What is management? | Scoins.net | DJS

What is management?

A very large topic. Not aiming to explain it here in ways that align with other descriptions but to show instead how it can be gently manipulated.

In general, management is an overhead property of any task or set of tasks. I want to write this and so I put aside resources such as time so that it can occur. The management of this process includes what it is that is not being done while writing occurs —and in your case while reading occurs—and all of that is reduced to s simple individual level. Management is also the direction of the task, such as deciding to write this chapter of explanation.

Matters escalate rapidly when  more people are involved and when there is more than a single task in process. [Or, more than a single process in task]. At this elevated complexity there are competing demands on resource and, often, competing demands for result and/or completion. As people and tasks are added to the situation, so complexity escalates. [Models? Square rule, cube rule? Does management style affect this?] Whether this complexity runs into conflict is one of the (many) matters with which management is concerned. 

This then underlines that management per se is not directly bearing upon the task, though it can have significant effect upon the efficiency of the processes included. Thus it is an overhead, an additional cost. 

Questions: 

Does management lend itself to measurement? 

Can it show that it is effective? Surely some management systems can be shown to produce results faster (better in some way) than others. Surely some systems use fewer resources, some have less maintenance.

Does management subtract from the task / process? Subtract here to mean that it adds load upon the sub-processes of any task so that they are slowed to no other gain. Example, that measurement systems which maintain standards may be so inefficient and measure non-useful criteria that quality is not improved and neither is the process speed. So whatever efficiency is, it needs inspection. Whatever management is, it too needs managing.


So approaches to management—specifically, people who only do management—include:

• They are generally parasitic upon the work of the producers. Define parasite, separate from symbiote. Managers do not generate product, they are not front-line workers. 

Example: consider a hospital, with a hierarchy of doctors and nurses all dedicated to caring for individuals with ill-health. The managers of hospitals are often not medical experts in the same way that the front-line staff are; they exist to make the expensive experts cost-effective. This does not necessarily mean that a hospital manager should be paid on the same scale as the specialist medics; they are required for different skill sets.

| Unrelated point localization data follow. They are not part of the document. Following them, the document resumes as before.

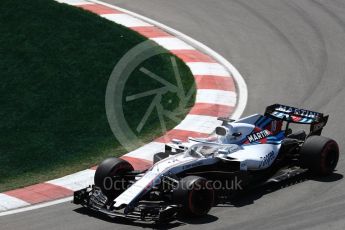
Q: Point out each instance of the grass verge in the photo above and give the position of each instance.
(55, 61)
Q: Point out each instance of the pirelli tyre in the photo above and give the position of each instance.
(320, 155)
(108, 176)
(194, 196)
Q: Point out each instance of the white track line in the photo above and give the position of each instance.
(7, 202)
(36, 206)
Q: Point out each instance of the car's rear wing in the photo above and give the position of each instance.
(296, 115)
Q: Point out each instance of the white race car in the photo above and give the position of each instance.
(192, 177)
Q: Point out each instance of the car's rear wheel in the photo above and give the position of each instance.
(320, 155)
(108, 176)
(194, 196)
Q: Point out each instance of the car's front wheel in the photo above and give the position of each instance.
(320, 155)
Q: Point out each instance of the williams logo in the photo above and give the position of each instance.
(258, 136)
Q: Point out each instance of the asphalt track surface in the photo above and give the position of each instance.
(290, 52)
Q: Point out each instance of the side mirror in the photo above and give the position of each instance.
(237, 134)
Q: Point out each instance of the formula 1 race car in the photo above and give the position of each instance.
(192, 177)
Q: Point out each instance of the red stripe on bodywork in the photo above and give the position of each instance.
(137, 163)
(214, 82)
(40, 193)
(99, 9)
(151, 31)
(180, 134)
(192, 56)
(211, 110)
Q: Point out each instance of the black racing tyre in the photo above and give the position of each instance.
(194, 196)
(159, 156)
(104, 176)
(320, 155)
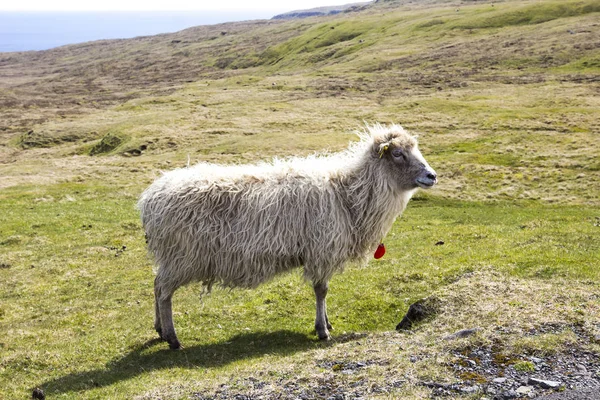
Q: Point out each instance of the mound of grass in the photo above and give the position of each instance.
(33, 139)
(107, 144)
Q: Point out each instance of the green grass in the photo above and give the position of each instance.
(511, 132)
(77, 305)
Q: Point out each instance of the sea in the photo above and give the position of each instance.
(25, 31)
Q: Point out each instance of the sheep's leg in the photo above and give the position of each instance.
(157, 324)
(321, 322)
(164, 308)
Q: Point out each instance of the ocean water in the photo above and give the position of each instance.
(23, 31)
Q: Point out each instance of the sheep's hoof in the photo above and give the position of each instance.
(175, 345)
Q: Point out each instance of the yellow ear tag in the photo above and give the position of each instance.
(383, 150)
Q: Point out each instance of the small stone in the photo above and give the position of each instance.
(523, 390)
(581, 369)
(38, 394)
(510, 394)
(462, 334)
(544, 384)
(469, 389)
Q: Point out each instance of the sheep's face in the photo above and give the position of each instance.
(400, 153)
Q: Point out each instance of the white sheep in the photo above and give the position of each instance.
(239, 226)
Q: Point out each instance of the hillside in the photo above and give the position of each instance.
(504, 97)
(323, 11)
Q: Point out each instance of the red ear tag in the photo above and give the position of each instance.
(379, 252)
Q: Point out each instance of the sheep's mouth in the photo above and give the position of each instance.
(426, 183)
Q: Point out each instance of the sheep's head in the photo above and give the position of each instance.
(399, 153)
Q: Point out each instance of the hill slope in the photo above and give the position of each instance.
(505, 99)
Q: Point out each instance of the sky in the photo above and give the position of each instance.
(166, 5)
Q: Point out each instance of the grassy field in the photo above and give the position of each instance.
(505, 101)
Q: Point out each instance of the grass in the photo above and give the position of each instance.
(511, 132)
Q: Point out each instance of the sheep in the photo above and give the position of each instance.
(240, 225)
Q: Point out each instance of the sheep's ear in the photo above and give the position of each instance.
(381, 148)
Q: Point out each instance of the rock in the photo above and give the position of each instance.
(418, 311)
(581, 369)
(462, 334)
(38, 394)
(523, 390)
(509, 394)
(543, 383)
(469, 389)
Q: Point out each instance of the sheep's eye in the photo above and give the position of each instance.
(397, 153)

Example: consider a taxi-service. It has a number of drivers on call and in service at any moment  who may be in some sense self-employed. In order to collect customers they have a dispatcher  who collects incoming requests and allocates these to available drivers. The dispatcher is in effect the manager of the drivers. 

There is a tendency for there to be an assumption that the manager must be paid more than the persons they manage and i question whether this is true and whether it should be true. What applies to taxi-drivers also applies to emergency service units; I am pretty sure that a police dispatcher is paid on a different and lower scale than the policeman being directed, and I think this is right; they are entirely different skill sets.

• They could usefully view themselves as facilitators. The standard view of a manager is 'in charge', when 'responsible for' is a more accurate descriptor.

There is a whole class of educator that views themselves as facilitators  I have come across such people on many staff training days. To an observer it often then appears that the facilitator is short of subject knowledge, because in encouraging their listeners to think and speak for themselves, the carefully not-loaded questions rather imply a lack of knowledge, that this person could 'facilitate' a course on almost any topic, because the delegates are doing all of the work. There is also a meme within student education that encourages the facilitator role  [enlarge, research; further, discover what is good about this and where it is provably useful]

Problems with management include:

• An assumption that managers must be paid more than those they manage. I think that these are different skill sets and should be rewarded on different scales.

• Parkinson's Law—one of quite a few, but I'm thinking of the one that says people rise in a hierarchy to their level of incompetence, one or more levels above their practical level of competence. A common reward for being good at a role is to be promoted to the next level above, which does not necessarily mean the same skills are required any more than it means that the promoted person is ready or equipped for the changed role. Where this occurs the fault lies quite definitely with the managers (well they would be, wouldn't they?) making those decisions. Worse, such decisions clearly occur without preparation (training) nor with assistance (post-promotion help) nor with assessment of success (is the promoted person coping, and what can we do about that). Which includes inspects the senior management decision process, of course.

• Managers need to reflect upon their own processes. That includes us as individuals working on a singular and personal task. It is surprisingly easy to fall into the trap of thinking that because the process was completed, the management must have been adequate. It may have been; there may be a load of previous evidence to show that this is a process well understood and near its optimum. In turn, that might mean that the reflection on the completed task is momentary – but it should still occur, because external circumstances change and we are often unaware of how such external changes can affect a process we had previously thought immune from change.

One issue within this introspection is that quite often there is no such process instilled in the business. Many managers themselves have managers, in the same way that processes are part of larger processes. Thus a higher-level manager has different concerns. But then we should wonder whether part of a manager's role is to look after the whole of the processes for which they are responsible. I say this is self-evident but also that it is clear that this responsibility has been devolved, handed down, but in ways which then absolve the higher manager of responsibility  I say this is a mistake and one that creates problems for all concerned.